How to interpret the count= in the final assembly #75

Closed fanhuan closed 5 years ago

fanhuan commented 5 years ago

Hi,

What I understand is that this count is the result of the abundance estimation and each read is weighted based on how many scaffolds it is contributing to. But I've seen many with count lower than 1. Should we get rid of them for quality control purpose?

Thanks ahead.

ppericard commented 5 years ago

Hi @fanhuan,

Short answer, you can probably filter out scaffolds with count < 1.

For the quantification step, we remap the rRNA reads onto the scaffolds with SortMeRNA, and we allow a read to align on up to 10 different scaffolds. Therefore, if a read is very specific to a single specie/strain/sequence it will only align on a single scaffold. On the contrary, if a read comes from a very conserved region, it could be aligned with a similar score on many different scaffolds.

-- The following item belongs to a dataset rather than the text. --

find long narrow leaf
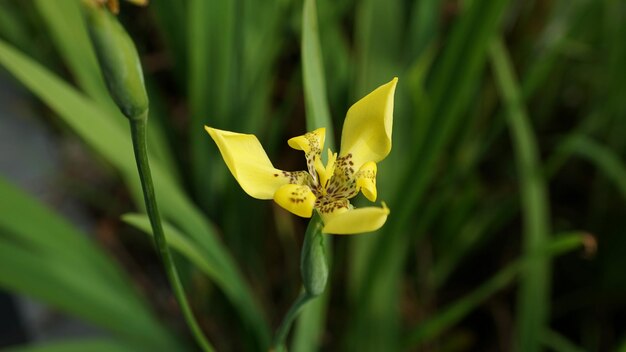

Our quantification algorithm tries to take into account that variability in sequence conservation profile by weighting each read inversely proportionally to the number of good alignments (having scores greater of equal than 99% of the best alignment score for that read). If a read was aligned on a single scaffold, it will add 1 to the count for this scaffold. If a read was aligned on several (n) scaffolds, we add 1/n to the count of each scaffold. So for example, if a read was aligned on 10 scaffolds, we would add 0.1 (1/10) to the count of each of these scaffolds.

When comparing the quantification obtained with this method to simulated datasets with known abundances we showed that our quantification method gave results much closer to the truth than the quantification obtained with EMIRGE (Table 2 of the paper).

As for scaffolds with count lower than 1, it means that those scaffold are supported by only a few reads that are also mapped onto other scaffolds. The only risk in removing those is that if you have a very low abundance specie and that for some reason there is still some redundancy in the scaffolds, then you might drop a real sequence. But this seems unlikely, and you probably can filter out those scaffolds without loosing any relevant info. We might even add that filter to the pipeline so that those scaffolds are filtered out automatically.

Cheers Pierre

fanhuan commented 5 years ago

Thank you very much for the detailed explanation Pierre. I look forward to the new enhancement.